Disable a Single Resource Class

To disable a single resource class, run the following commands:

$ sudo /usr/lib/ie-resource-manager/ie-resource-manager-control.sh disable siemens.com/isolated_core
Resource Class "siemens.com/isolated_core": disabling "ie-cpu-resource-plugin.service"
Resource Class "siemens.com/isolated_core": disabling "ie-cpu-partition.service"

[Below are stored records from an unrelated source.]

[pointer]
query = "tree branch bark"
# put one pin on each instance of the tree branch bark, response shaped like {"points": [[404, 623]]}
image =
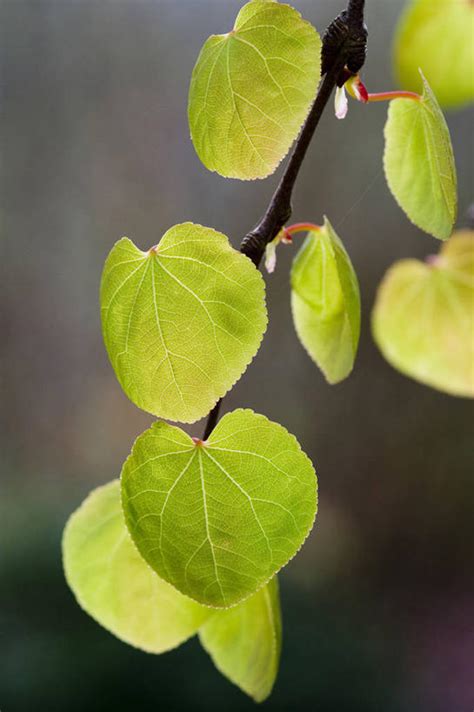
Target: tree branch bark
{"points": [[343, 54]]}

$ sudo /usr/lib/ie-resource-manager/ie-resource-manager-control.sh status

Resource Manager Core:
   enabled and running
Docker Runtime 'iedge':
   enabled and running
Resource Class "siemens.com/isolated_core":
   disabled and stopped
Resource Class "siemens.com/isolated_network":
   enabled and running

It is possible to run /usr/lib/ie-resource-manager/ie-resource-manager-control.sh disable <resource-name> from within a systemd service, provided it is done before all Resource Manager services and containerd.service are to be started. Enabling resource manager or parts of it is not supported from within a systemd service.

Resource Manager State Persistence

The ie-resource-manager.service maintains the resource allocation state (mapping of resources to containers) and the user data of all resource plug-ins. This information needs to be persisted to protect against either forced (by developer) or unwanted (service crash) resource manager service restarts.

Hence, all state information is stored in /var/lib/ie-resource-manager/Allocation_Persistence.json on disk. When an application starts or stops, the corresponding state in the json file is updated. The ie-resource-manager.service program reads the state from the json file and restores the state in memory whenever it starts. The device builder should never make any changes to this file.

The resource manager performs cleanup action after (re-)start of the docker daemon to prevent resources being incorrectly marked as occupied. This is important to properly handle unclean shutdown scenarios (e.g. system power outage) for all app restart policies.